Album Review: Bruce Soord – All This Will Be Yours

bruce soordBruce Soord – All This Will Be Yours

Progressive Pop | Folk


It’s amazing the things you learn when you’ve been running a music blog for a few years. From finding great new talents from the most unlikely locales, to discovering new genres that you were previously unaware of, there’s something new lurking behind every corner. If you were to ask me however what has been the most surprising trend I’ve come across in the past few years it would have to be the quality of solo records. The general consensus has always been that they are vanity projects, but in my experience this has consistently proven not to be the case. Time after time I find myself listening to work every bit as engaging (and sometimes even more so) that that of the band the artist is a part of.

I’m pleased to report that the new solo release from The Pineapple Thief frontman Bruce Soord continues that trend. Granted it’s not as impressive or dynamic as Dissolution, but within the frame of being a more personal and stripped back record, for the most part All This Will Be Yours can be considered a triumph. From the notes that fall like autumn rain on ‘The Secrets I Know’, and the mournful guitar on ‘The Solitary Path of a Convicted Man’, to the light and airy atmosphere of ‘Time Does Not Exist’, Bruce is in fine form. His vocals really shine on this release, sounding better than ever and proving to be one of the record’s strongest assets. And while the arrangements are mostly acoustic, they maintain a level of intricacy and command of melody consistent with TPT’s output to make the album stand out from all the other acoustic fare you’re likely to come across this year.

Another major selling point of this record that helps it hold up on its own, rather than just being a companion piece for fans of the band, is just how cohesive it feels. Written in the wake of welcoming a new child to the family, All This Will Be Yours revolves around the central theme of having to leave a broken world behind for the next generation to pick up the pieces, and all the shame, despair and frustration that comes with that.
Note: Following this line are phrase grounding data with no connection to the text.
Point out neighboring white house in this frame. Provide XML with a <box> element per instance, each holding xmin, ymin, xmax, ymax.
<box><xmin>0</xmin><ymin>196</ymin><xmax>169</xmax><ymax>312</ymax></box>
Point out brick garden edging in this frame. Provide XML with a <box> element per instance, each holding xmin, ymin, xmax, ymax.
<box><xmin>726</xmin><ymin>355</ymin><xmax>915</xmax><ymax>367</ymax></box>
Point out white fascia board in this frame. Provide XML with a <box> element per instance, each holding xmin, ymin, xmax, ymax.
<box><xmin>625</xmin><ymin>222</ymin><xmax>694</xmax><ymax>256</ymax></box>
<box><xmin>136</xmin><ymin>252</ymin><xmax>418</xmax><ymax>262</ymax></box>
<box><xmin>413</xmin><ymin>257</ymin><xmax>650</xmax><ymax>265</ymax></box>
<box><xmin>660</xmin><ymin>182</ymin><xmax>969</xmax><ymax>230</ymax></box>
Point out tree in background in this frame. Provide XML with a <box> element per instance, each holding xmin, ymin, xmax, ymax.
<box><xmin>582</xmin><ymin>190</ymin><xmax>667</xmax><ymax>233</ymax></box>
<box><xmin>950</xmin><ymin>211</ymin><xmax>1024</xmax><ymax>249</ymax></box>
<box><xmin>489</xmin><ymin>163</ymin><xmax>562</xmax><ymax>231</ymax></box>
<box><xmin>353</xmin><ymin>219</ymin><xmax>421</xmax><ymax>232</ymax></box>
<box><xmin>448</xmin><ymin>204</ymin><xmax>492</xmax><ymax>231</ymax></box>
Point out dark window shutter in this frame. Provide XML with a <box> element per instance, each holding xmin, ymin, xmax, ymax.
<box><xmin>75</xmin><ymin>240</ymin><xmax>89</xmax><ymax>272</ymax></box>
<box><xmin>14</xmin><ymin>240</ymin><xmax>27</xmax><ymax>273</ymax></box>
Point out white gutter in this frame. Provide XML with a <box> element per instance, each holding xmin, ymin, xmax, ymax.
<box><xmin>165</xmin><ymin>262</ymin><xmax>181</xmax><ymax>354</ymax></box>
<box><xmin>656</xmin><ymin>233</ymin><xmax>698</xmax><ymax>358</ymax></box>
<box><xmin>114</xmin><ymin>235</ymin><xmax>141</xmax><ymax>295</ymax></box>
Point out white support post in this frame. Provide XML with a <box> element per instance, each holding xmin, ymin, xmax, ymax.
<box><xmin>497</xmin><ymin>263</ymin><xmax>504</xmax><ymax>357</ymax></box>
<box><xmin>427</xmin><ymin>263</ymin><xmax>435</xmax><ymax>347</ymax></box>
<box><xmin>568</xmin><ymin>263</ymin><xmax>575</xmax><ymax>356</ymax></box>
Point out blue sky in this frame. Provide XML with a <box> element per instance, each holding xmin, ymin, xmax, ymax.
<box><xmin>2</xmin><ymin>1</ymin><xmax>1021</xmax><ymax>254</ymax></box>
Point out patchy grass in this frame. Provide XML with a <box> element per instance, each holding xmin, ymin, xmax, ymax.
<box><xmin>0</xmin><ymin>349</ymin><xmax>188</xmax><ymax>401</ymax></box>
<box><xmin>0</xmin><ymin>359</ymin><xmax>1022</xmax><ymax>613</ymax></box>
The Radiohead vibes of the title track tackles this brilliantly, as does album highlight ‘Our Gravest Threat Apart’, but even the tracks that don’t overtly face up to the big issues feel like they are still held together by the same central thread.
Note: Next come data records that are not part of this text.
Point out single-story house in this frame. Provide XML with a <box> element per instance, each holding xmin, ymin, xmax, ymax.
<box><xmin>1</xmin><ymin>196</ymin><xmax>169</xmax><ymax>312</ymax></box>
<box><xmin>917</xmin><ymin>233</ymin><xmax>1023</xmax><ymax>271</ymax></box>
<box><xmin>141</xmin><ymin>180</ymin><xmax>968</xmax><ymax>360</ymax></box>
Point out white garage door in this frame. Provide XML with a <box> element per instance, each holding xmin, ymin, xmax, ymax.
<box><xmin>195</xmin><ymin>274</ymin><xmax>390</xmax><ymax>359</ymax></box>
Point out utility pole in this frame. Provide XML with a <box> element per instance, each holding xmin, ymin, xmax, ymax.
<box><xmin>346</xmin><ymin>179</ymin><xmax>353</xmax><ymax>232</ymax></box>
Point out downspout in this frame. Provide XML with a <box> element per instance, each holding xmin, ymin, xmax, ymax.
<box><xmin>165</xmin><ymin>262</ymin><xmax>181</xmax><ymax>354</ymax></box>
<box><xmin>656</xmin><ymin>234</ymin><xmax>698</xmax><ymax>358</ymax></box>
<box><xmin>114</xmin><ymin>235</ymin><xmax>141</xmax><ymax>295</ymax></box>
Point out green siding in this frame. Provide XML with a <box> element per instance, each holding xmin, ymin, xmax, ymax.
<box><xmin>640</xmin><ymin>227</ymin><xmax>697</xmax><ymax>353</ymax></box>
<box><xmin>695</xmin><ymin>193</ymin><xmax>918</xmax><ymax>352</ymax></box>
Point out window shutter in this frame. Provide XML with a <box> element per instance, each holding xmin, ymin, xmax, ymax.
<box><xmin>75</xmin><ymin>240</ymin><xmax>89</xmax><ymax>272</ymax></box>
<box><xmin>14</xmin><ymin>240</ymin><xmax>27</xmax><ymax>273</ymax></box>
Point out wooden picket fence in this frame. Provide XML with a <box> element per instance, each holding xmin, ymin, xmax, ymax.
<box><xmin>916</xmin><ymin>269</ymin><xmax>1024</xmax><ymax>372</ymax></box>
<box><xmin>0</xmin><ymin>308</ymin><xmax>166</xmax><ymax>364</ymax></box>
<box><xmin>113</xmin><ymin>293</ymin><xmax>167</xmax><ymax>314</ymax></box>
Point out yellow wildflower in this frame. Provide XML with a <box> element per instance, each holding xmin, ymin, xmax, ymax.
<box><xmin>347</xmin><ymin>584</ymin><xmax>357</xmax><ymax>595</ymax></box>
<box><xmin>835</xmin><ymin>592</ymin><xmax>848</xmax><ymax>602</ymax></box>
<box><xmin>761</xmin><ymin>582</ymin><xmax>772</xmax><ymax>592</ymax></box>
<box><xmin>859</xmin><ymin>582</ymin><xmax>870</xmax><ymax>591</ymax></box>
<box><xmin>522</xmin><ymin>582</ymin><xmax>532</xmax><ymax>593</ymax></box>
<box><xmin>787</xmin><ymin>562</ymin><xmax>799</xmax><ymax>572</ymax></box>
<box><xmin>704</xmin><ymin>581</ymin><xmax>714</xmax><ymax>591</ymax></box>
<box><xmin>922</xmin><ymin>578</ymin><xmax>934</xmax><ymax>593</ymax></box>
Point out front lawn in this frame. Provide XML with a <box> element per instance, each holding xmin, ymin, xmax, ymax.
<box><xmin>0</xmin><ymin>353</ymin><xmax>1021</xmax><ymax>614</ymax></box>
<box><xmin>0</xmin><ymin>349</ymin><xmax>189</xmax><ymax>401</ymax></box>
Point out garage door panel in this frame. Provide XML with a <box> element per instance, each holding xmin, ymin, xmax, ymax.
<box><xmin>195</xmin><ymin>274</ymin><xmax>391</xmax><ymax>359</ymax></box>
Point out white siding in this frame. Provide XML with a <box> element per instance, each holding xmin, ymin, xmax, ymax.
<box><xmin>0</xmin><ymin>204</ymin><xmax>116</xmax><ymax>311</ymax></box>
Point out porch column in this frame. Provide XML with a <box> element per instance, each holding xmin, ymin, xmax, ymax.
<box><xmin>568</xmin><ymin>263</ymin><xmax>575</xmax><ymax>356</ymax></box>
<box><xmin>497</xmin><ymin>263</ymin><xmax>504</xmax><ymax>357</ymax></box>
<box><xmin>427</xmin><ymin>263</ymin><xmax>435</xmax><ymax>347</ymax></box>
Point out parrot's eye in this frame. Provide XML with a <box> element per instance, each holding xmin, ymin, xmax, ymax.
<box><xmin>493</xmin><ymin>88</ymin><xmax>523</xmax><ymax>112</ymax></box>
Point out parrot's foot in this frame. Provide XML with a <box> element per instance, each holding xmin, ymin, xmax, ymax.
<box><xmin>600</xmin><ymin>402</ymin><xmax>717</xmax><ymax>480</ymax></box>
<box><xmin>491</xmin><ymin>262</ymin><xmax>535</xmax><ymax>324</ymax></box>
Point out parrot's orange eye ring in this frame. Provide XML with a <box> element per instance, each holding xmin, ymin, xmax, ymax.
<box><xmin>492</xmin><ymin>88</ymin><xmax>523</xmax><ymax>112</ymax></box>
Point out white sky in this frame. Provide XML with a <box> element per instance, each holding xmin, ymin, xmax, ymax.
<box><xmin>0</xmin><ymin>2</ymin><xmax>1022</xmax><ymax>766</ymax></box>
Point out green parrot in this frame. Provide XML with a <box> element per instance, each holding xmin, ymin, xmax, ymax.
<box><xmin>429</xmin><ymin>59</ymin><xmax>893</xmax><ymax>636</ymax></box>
All that being said the record runs out of steam a little in the second half and a few cracks begin to appear. The aptly titled ‘One Misstep’ is great in every aspect but one; it’s overbearing percussion proves to be a tad too distracting. While the vocals on ‘You Hear The Voices’ are some of the best on the record, the track is hampered by heavy use of electronics. In isolation its electronic exploration is one of the better examples I’ve heard this year, but in the wider context of the album it feels rather out of place. The album’s only real skippable offering though would be ‘Cut The Flowers’, which ends up bringing both of the prior tracks’ flaws together but without any of the redeeming factors.

In the wider scheme of things though, even this is just a minor blemish upon what is otherwise a very engaging record. It does what every solo project should aspire to do; open up a two-way channel. To branch out toward a new horizon and bring existing fans along for the ride, as well as have the potential to reach fresh listeners and intrigue them enough to inspire them to dig deeper. Whichever side of the divide you find yourself on, All This Will Be Yours is well worth a listen.